The fly in the ointment is 3PAR, which is not really modular storage, having up to 8 controllers fronting shared storage. But your assertion is that this type of multi-node array without shared global cache will still not perform as well as the USP/USP-V. In fact, 3PAR exhibits almost exactly the same type of near-flat performance scaling, with no ‘knee’ on the line at all, just like USP. No bottleneck appears as you approach max IOPS. And 3PAR has a higher IOPS max than USP. The USP SPC1` test was from 2008, and 3PAR was from 2009 (I believe), but these were the latest published figures for either. USP @ ~ 200K IOPS, and 3PAR @ ~225K IOPS.
I suspect that this is the type of possible performance from multi-node modular arrays that Gartner was referring to in their paper (which I have NOT seen, so I don’t know for sure) – but it lines up nicely with the one line from Garner that you quoted, where they assumed that “multinode scale-out architectures hold the promise of helping modular systems to asymptotically approach monolithic storage system levels of throughput.”
Quite frankly, the 3PAR SPC-1 result makes their assertion a bit obsolete – at least the part about “asymptotically approaching” monolithic performance. Multi-node modular arrays without shared global cache can outperform monolithic, even at extremely heavy pseudo-random transactional loads.

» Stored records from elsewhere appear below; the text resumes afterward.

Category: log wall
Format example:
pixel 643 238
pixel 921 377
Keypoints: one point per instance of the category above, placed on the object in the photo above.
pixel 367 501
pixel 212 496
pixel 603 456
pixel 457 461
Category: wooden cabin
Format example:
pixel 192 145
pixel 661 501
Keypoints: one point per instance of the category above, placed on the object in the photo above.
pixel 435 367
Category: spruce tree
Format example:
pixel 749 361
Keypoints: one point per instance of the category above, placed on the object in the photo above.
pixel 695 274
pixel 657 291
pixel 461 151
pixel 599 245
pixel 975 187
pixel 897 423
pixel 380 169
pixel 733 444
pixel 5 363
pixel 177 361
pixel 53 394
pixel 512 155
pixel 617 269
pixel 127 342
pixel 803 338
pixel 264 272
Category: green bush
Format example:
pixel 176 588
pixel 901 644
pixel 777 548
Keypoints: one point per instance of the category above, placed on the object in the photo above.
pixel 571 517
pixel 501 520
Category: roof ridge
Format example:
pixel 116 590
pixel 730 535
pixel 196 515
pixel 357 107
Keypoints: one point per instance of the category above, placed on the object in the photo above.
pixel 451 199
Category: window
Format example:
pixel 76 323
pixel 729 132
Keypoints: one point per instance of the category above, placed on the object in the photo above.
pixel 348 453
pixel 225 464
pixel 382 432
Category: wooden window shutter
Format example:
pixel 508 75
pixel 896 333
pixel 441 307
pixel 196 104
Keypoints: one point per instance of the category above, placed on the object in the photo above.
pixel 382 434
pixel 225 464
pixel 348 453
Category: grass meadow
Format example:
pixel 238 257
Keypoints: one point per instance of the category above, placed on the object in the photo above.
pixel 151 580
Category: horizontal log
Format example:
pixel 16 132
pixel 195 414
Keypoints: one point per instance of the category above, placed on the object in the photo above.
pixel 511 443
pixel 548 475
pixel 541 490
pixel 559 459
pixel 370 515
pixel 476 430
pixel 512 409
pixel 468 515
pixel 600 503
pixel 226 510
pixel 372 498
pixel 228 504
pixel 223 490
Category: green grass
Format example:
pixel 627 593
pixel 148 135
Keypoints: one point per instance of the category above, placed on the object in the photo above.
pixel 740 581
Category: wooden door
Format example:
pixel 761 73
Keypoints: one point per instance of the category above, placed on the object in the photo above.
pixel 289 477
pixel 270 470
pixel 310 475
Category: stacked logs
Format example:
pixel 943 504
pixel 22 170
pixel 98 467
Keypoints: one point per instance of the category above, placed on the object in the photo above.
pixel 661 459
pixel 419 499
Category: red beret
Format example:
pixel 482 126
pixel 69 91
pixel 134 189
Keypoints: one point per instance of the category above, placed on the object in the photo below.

Of course, real world environments never match benchmark loads, no matter how much pseudo-randomness is embodied in the benchmark, which is EMC’s pretend reason for not particpating (in reality, if they could outperform the rest, they’d be there with bells on, can there be any question of that?)
So, I am watching the new USP/V/VS with great interest, to see how it stacks up using the industry standard SPC benchmark (if HDS will go there). I would expect it to handily put HDS back into the lead for max IOPS, but 3PAR and others have not been sitting idle either.